Faraday to John Phillips   7 December 1850

53 King’s Road | Brighton | 7 Decr. 1850.

My dear Phillips

It rejoices me to think that you are still looking for Aurora and are thinking about that of which so much is said with assurance & yet so little assuredly know[n]1. It and the physical cause of the electric condition of the atmosphere are two things which I am persuaded are naturally linked together and yet we may say we know little or nothing of either of them. Now I have fancies but they are as yet not (to me) better they are even worse than other peoples still they return but as you know in London there is no chance of doing any thing with aurora and I am unfortunate in not being able to see even a common chemical experiment with other peoples eyes.

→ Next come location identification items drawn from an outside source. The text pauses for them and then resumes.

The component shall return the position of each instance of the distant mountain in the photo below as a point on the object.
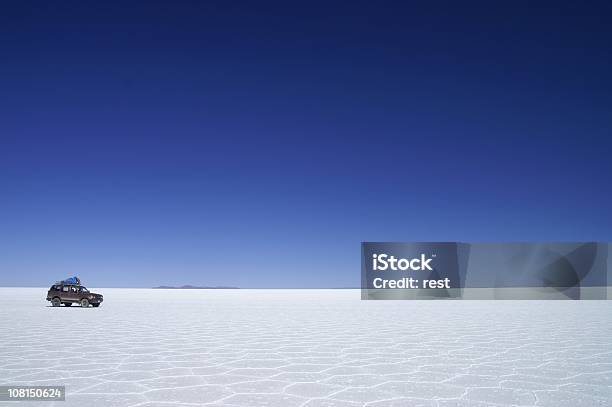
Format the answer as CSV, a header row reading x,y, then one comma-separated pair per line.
x,y
193,287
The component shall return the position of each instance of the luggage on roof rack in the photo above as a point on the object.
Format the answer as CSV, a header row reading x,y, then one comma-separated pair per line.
x,y
72,280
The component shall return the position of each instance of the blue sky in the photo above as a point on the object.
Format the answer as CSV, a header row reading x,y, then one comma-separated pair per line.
x,y
258,144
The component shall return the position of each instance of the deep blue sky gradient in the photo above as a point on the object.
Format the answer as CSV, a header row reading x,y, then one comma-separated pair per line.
x,y
257,144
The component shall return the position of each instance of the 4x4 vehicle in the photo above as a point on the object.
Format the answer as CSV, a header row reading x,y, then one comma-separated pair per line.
x,y
69,294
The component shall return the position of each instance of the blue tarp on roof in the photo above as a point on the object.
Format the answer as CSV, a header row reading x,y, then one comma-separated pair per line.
x,y
72,280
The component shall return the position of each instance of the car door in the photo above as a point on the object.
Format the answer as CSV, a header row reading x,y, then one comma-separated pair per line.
x,y
69,293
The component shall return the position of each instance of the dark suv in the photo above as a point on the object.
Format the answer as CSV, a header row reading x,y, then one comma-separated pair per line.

As regards the relation of Electricity & Magnetism in the Aurora there are some observations which if they could be made surely would be of the utmost importance to a true theory. The Aurora affects the Magnet - but how does it affect it? When the needle end goes west is it not rather suddenly? and is that always as the beams mount? Is the first effect on the needle always in the same direction the return effect being merely cessation & is that first effect always in the same direction? that point is I think very important. Or if it be always in the same direction in a station of low latitude is it sometimes the other way in a station of high latitude? or is it at such a station sometimes one way & sometimes the other.

Then in the Southern hemisphere what is the direction of motion & how does it correspond to the movements of the north? Does the S end there agree with the N end in the north or the contrary?

Do your two kinds of Aurora the Arch & beam both affect the needle & both in the same direction?

Oh that we could know a little more about the Aurora & the magnetic needle. Really it is the free needle that we ought to interrogate for the inclination might tell us even more than the declination what is going on if we could obtain it. But it must be a very difficult matter to obtain such indications freely & above all to separate them from other sources of local action some of which though not auroral may be dependant on aurora action[.]

See what outpouring I have given you. If we were together we would have a long talk about the physics of the Aurora borealis[.]

Kindest remembrance to Miss Phillips2 from Yours Ever (& wife) | M. Faraday

Ann Phillips (1803-1862, Private communication from Jack Morrell). She kept house for John Phillips from 1829.